Е. Г.: Какие разговоры велись в кругу семьи? При вас, детях, обсуждались происходящие в стране и мире события?
А. С.: Разговоры при нас велись в пределах допустимого и нашего понимания, а что мы не понимали, нам разъяснялось на соответствующем возрасту уровне. Никогда не было, чтобы нас гнали: «Выйдите!» Иногда мы сами понимали, что уже не время или просто надо выйти нам из-за стола и комнаты. Но многие вполне серьезные разговоры велись при нас. Иногда Сталин рассказывал мне о моем отце, с которым они дружили, говорил, что отец был настоящий сознательный большевик, никогда не колебался, не сомневался, был бесстрашным и очень стойким, он глубоко и стратегически мыслил, понимал вопросы политики. Даже будучи в большом отрыве от страны, оказавшись в Австралии, не имея иногда прямой связи, принимал абсолютно правильные решения, которые не расходились с мнением Ленина здесь. Хотя слова «гордиться» в таких разговорах у нас не было в ходу, но, например, когда Сталин подарил мне книгу, подписал её: «Дружку моему Томику с пожеланиями ему вырасти сознательным, стойким и бесстрашным большевиком». Устно добавил: «Таким был твой отец, ты должен быть таким же». Вообще Томом меня дома звали потому, что моего отца, когда он был в Австралии, звали «большой Том».

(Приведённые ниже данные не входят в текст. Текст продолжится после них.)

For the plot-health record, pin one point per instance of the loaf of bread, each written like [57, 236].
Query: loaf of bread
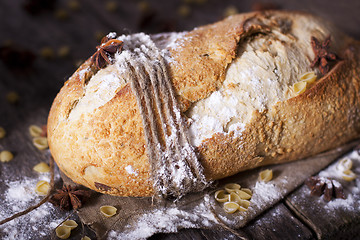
[234, 81]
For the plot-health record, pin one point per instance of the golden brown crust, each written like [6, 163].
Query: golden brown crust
[98, 148]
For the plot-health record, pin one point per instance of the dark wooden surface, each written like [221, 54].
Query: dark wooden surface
[79, 29]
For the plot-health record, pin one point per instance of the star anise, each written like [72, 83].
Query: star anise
[322, 54]
[70, 197]
[329, 187]
[105, 51]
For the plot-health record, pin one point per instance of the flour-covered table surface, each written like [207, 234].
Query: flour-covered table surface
[50, 39]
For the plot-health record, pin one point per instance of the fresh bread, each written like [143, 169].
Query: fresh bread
[234, 83]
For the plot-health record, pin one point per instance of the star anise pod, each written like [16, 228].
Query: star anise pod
[329, 187]
[322, 54]
[105, 51]
[70, 197]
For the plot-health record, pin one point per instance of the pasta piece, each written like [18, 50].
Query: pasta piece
[63, 232]
[2, 132]
[243, 194]
[35, 131]
[244, 203]
[309, 77]
[40, 143]
[348, 175]
[231, 207]
[248, 191]
[108, 211]
[232, 187]
[70, 224]
[299, 87]
[220, 196]
[265, 175]
[42, 188]
[41, 167]
[233, 197]
[344, 164]
[6, 156]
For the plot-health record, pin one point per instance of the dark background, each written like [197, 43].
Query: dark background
[42, 42]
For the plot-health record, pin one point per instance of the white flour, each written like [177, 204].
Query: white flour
[38, 224]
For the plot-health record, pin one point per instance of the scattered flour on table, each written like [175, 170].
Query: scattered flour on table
[351, 189]
[265, 193]
[37, 224]
[164, 220]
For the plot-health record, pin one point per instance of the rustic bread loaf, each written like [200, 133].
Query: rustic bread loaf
[234, 83]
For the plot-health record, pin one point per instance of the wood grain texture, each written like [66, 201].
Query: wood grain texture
[38, 86]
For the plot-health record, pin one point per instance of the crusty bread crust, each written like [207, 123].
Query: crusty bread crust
[97, 148]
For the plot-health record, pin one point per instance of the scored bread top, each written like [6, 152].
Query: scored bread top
[233, 80]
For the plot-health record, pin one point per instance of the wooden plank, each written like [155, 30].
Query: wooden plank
[336, 219]
[277, 223]
[38, 88]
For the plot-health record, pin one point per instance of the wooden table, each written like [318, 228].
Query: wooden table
[78, 25]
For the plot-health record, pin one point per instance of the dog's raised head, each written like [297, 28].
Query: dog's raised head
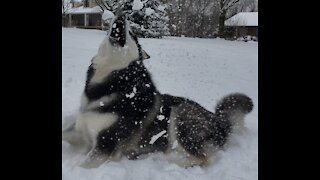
[118, 50]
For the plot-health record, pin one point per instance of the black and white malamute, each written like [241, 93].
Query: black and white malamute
[123, 114]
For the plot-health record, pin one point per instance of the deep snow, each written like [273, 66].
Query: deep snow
[203, 70]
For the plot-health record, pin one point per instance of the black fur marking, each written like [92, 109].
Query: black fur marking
[130, 110]
[234, 102]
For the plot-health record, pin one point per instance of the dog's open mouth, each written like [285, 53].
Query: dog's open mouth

Е. Г.: Каким было отношение Сталина к друзьям и детям погибших друзей?
А. С.: Да возьмите, к примеру, Патоличева. Отец Патоличева Семен Михайлович был командиром кавалерийской бригады Первой конной армии. Выдающимся командиром. Он погиб в бою. А сын стал секретарем обкома, министром. Значит, он не забыл о Патоличеве.
Е. Г.: О Ленине с Вами говорил, рассказывал что-нибудь?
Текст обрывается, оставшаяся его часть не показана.